The other real-life character is Eleanor Holmes Norton, who represented the women as they filed a claim with the Equal Employment Opportunity Commission. Norton, who is still alive and a the District of Columbia’s non-voting representative in the United States Congress, was available for consultation on the series. When the network’s legal department wanted to obtain Norton’s life rights, Calvo called her and had no issues getting permission. “She said, ‘I’m a civil rights advocate. I would never ever infringe upon your ability for free speech.’”
As former reporters themselves, both Obst and Calvo wanted to be sure that the journalism on the show was credible, especially for the time period, and hired a writing staff almost entirely of former journalists. Executive producer Darlene Hunt said, “Obviously most of them had not lived in this period, but what I’ve learned from working with journalists, they love to get in there and do the research. They come in and they subscribe to all this extra magazines and bought new books and we also hired a researcher that we have on staff that we go to, and his team of professionals dig for us. We have Telex machines and all the things they used to use in a newsroom.”
Calvo added, “You just forget how much cell phones have ruined drama. So one of the nice things about the show is that people actually had to go face to face and talk to people. You could develop these rich characters because they had to get out of the office, they couldn’t find the answers in 32 seconds. It was a gift.”

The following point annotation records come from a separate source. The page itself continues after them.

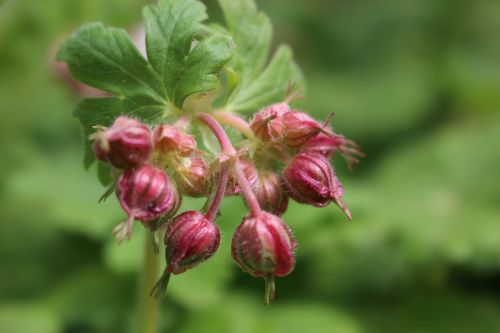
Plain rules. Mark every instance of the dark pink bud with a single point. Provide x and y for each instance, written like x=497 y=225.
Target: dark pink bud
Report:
x=323 y=144
x=270 y=194
x=170 y=139
x=126 y=144
x=298 y=127
x=145 y=194
x=192 y=176
x=190 y=239
x=264 y=246
x=266 y=124
x=251 y=175
x=309 y=178
x=326 y=145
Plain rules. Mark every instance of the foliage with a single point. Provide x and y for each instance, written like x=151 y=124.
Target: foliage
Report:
x=415 y=83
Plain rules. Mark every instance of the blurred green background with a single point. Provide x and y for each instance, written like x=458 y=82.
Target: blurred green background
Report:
x=415 y=82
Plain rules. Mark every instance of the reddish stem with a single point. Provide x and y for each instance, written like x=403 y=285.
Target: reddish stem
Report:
x=219 y=194
x=228 y=149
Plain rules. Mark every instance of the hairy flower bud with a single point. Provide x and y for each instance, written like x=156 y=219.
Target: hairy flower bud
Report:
x=326 y=145
x=323 y=144
x=251 y=175
x=270 y=194
x=298 y=127
x=169 y=138
x=264 y=246
x=190 y=239
x=145 y=194
x=126 y=144
x=267 y=124
x=192 y=176
x=309 y=179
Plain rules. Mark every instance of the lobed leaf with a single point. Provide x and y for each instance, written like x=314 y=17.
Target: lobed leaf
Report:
x=106 y=58
x=103 y=111
x=186 y=65
x=252 y=32
x=270 y=86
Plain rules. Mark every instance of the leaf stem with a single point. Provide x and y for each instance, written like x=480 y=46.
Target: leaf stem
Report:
x=228 y=149
x=147 y=306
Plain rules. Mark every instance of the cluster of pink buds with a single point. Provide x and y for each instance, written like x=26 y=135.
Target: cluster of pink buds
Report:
x=287 y=155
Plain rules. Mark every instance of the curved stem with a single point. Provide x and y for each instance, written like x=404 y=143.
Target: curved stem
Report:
x=228 y=149
x=230 y=119
x=148 y=307
x=219 y=194
x=270 y=289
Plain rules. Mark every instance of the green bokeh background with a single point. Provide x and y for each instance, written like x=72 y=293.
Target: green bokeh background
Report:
x=415 y=82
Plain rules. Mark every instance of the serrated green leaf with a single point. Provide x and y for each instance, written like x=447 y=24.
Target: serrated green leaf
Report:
x=270 y=86
x=106 y=58
x=187 y=66
x=103 y=111
x=252 y=32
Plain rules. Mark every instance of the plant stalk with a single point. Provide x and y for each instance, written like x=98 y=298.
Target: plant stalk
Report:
x=228 y=149
x=148 y=307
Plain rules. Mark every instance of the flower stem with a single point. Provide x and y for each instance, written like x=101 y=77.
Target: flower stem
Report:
x=228 y=149
x=148 y=307
x=219 y=194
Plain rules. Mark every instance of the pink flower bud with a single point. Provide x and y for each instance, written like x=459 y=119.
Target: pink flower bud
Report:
x=264 y=246
x=192 y=176
x=323 y=144
x=170 y=138
x=326 y=145
x=190 y=239
x=126 y=144
x=266 y=124
x=298 y=127
x=270 y=194
x=145 y=194
x=309 y=179
x=251 y=175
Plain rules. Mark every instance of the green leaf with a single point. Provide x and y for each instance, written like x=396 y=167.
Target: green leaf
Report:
x=103 y=111
x=187 y=66
x=106 y=58
x=270 y=86
x=252 y=34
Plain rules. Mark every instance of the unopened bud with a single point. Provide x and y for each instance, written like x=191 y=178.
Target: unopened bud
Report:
x=270 y=194
x=171 y=139
x=264 y=246
x=298 y=127
x=192 y=176
x=310 y=179
x=266 y=124
x=190 y=239
x=126 y=144
x=145 y=194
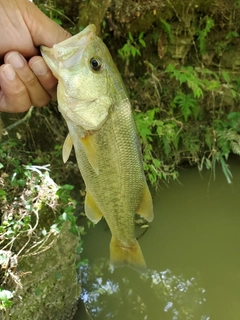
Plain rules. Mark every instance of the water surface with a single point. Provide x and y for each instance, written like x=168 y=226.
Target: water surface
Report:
x=192 y=250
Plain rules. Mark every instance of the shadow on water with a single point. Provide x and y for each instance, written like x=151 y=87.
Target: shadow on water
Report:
x=192 y=251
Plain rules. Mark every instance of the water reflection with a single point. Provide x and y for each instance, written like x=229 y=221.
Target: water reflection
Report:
x=191 y=249
x=125 y=294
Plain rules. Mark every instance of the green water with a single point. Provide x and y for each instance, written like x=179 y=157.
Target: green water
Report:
x=192 y=250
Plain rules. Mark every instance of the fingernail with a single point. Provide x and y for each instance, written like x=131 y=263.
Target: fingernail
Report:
x=8 y=72
x=15 y=59
x=39 y=68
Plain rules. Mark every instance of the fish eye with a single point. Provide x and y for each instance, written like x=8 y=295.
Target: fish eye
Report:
x=95 y=64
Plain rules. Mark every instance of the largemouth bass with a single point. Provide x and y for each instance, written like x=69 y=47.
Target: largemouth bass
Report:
x=93 y=100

Actual historical events also serve as a backdrop for the “News of the Week” stories, such as the rise of the Black Panthers, the 1970s postal strike and the Weather Underground explosion in Greenwich Village. The show opens with 1969’s notorious Altamont Speedway Free Festival concert that was touted to be “Woodstock West” but ended in violence and death, which highlighted the “cultural death of the ‘60s,” according to Calvo.
Obst added more context. “Well, 1969 was a pretty horrible year. Right? It was the death of the dream. The Beatles broke up, and in ‘1968] Martin Luther King was killed, Bobby Kennedy was killed. All the joy and exhilaration of the ‘60s… we hippies, we freaks, we always thought the apotheosis of that was Altamont where there were deaths at a rock concert. And the Hell’s Angels were hired to be security and then people ended up getting killed. It was Woodstock turned on its head. So for Dana and I, we came to the conclusion that that moment was the turning point for the disillusionment. That was also the hippie dream dying. So that’s the moment that we chose to see that our newsroom was beginning to become aware.”
“Good Girls Revolt” is available to stream on Amazon Prime.